Ammiro le illusioni che il nostro cervello ricrea senza sosta ogni notte, mettendo abilmente in scena le paure, le speranze e le ossessioni più nascoste. Ecco, sono convinta che ogni tanto i nostri neuroni si divertano a riproporre qualche sorpresa anche quando siamo svegli, forse per addolcire una realtà monotona o forse perché il mondo intorno è tanto grigio da rendere necessaria l’esistenza dei sogni ad occhi aperti.
So che quello dell’inconscio e del sogno è ormai un tema inflazionato, visto che se ne parla da almeno un secolo e che si sono spese migliaia di parole, da Freud in poi, eppure ancora ammiro gli artisti che hanno saputo fare del sogno il loro cavallo di battaglia e il loro lessico privilegiato.

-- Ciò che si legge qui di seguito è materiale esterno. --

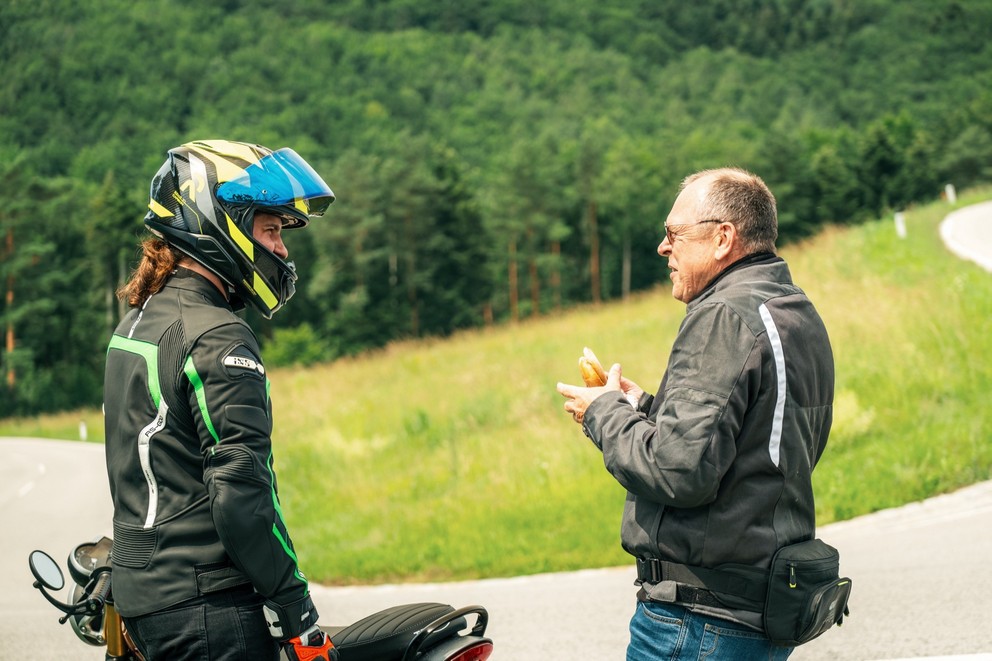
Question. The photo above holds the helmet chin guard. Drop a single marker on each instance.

Quello di Salvador Dalì (l’opera completa) è stato uno dei primi libri d’arte formato XXL che ho posseduto, anche se è da molto che non lo sfoglio, proprio perché il fascino dei surrealisti è qualcosa di passeggero e altalenante. A volte in questi anni mi ha stufato, forse perché dimenticavo quello che c’è dietro questi quadri così bizzarri, la cultura e la storia che si racconta dietro la tela. Non esiste un movimento senza il periodo storico in cui si inserisce, quindi non avrebbero senso i surrealisti senza l’inizio del Novecento, senza le porte spalancate dalle avanguardie e senza gli orrori della guerra.
Perché alla fine io credo nel sogno ma anche nella cultura, perché la percezione di sé e del mondo reale che ci circonda, senza ricorrere a paradisi artificiali o fantastici, deve necessariamente porsi come base per la creazione.
In effetti, per cavarmela con un eufemismo posso affermare che il secolo breve non è iniziato nel migliore dei modi: le aspettative positiviste sono venute meno, le politiche di potenza hanno avuto la meglio e per coronare il tutto la prima guerra mondiale ha dato una bella bastonata a quello che rimaneva. Così l’uomo del Novecento sta come d’autunno sugli alberi le foglie, perché si rende conto che le sue certezze sono un castello di carte e che il mondo oltre a non avere un senso a volte sa anche essere crudele.
Per tutti questi motivi non deve stupire il cambio di direzione a cui si assiste nell’arte e nella letteratura, dove si abbandona il legame con la realtà esterna per rifugiarsi all’interno di se stessi ed indagare oltre l’inconscio, verso la profondità più remota e l’immaginazione, raggiungendo il sogno, per l’appunto.